Neste sentido, o Papa quis começar a reivindicar
estes valores, que que não são cotados na Bolsa: valores que não são objeto de
especulação e nem têm preço de mercado. O caminho de Jesus teve início na
periferia, entre os pobres e pelos pobres. Reconhecer isso não significa
ignorar a terrível injustiça da marginalização urbana. As feridas provocadas
pelas minorias concentram o poder, a riqueza e esbanjam egoisticamente enquanto
a crescente maioria deve refugiar-se em periferias abandonadas, contaminadas,
descartadas.
Isto se agrava ainda mais, frisou Francisco, diante
da injusta distribuição do terreno que, em muitos casos, leva inteiras famílias
a pagarem aluguéis abusivos por habitações em condições imobiliárias
completamente inadequadas. O Papa recordou ainda o grave problema da sonegação
de terras por parte de “empresários privados” sem rosto.
Aqui, o Santo Padre referiu-se a outro grave
problema: a falta de acesso às infraestruturas e serviços básicos, de modo
particular, à água potável: “O acesso à água potável e segura é um direito
humano essencial, fundamental e universal, porque determina a sobrevivência das
pessoas. Negar a água a uma família, sob qualquer pretexto burocrático, é uma
grande injustiça”.
Este contexto de indiferença e hostilidade, de que
sofrem os bairros populares, se agrava, disse o Papa, quando a violência se
espalha e as organizações criminosas, ao serviço de interesses econômicos ou
políticos, utilizam crianças e jovens como “bala de canhão” para os seus
negócios sangrentos. E exortou:
“Peço a Deus que as autoridades assumam em conjunto
o caminho da inclusão social, da educação, do esporte, da ação comunitária e da
tutela das famílias, porque esta é a única garantia de uma paz justa,
verdadeira e duradoura. Estas realidades são uma consequência de novas formas
de colonialismo, que pretendem que os países africanos sejam peças de um
mecanismo e de uma engrenagem gigantesca. Na verdade, não faltam pressões para
que sejam adotadas políticas de descarte, como a redução da natalidade”.

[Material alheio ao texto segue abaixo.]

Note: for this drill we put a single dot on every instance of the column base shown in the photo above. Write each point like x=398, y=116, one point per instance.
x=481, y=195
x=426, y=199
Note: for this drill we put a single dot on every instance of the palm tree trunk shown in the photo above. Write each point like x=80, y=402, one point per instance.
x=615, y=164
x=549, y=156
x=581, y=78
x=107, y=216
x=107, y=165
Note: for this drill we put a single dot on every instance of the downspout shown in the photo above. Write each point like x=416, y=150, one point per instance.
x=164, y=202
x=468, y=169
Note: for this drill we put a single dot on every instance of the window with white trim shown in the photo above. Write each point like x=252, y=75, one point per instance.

Por fim, o Bispo de Roma propôs retomar a ideia de
uma respeitosa integração urbana, sem erradicação e paternalismo, sem
indiferença e mero confinamento. A dívida social e ambiental para com os pobres
das cidades pode ser paga com o direito sagrado dos três “T”: terra, teto e
trabalho.
O santo Padre concluiu seu discurso aos favelados
de Kangemi, com o seguinte apelo:
“Quero chamar a atenção de todos os cristãos, especialmente
dos Pastores, para que renovem o impulso missionário; tomem iniciativas contra
as tantas injustiças; envolvam-se nos problemas dos vizinhos e os acompanhem
nas suas lutas; salvaguardem os frutos do seu trabalho comunitário e celebrem
juntos todas as vitórias, pequenas ou grandes. Esta é uma tarefa talvez a mais
importante, porque os pobres são os destinatários privilegiados do Evangelho”.
Rezemos, trabalhemos e nos comprometamos, disse por
fim o Papa, para que cada família tenha um teto digno, acesso à água potável,
energia para iluminar, cozinhar e melhorar suas casas; que todo o bairro tenha
ruas, praças, escolas, hospitais, espaços desportivos, recreativos e
artísticos; que todos possam gozar da paz e da segurança que merecem.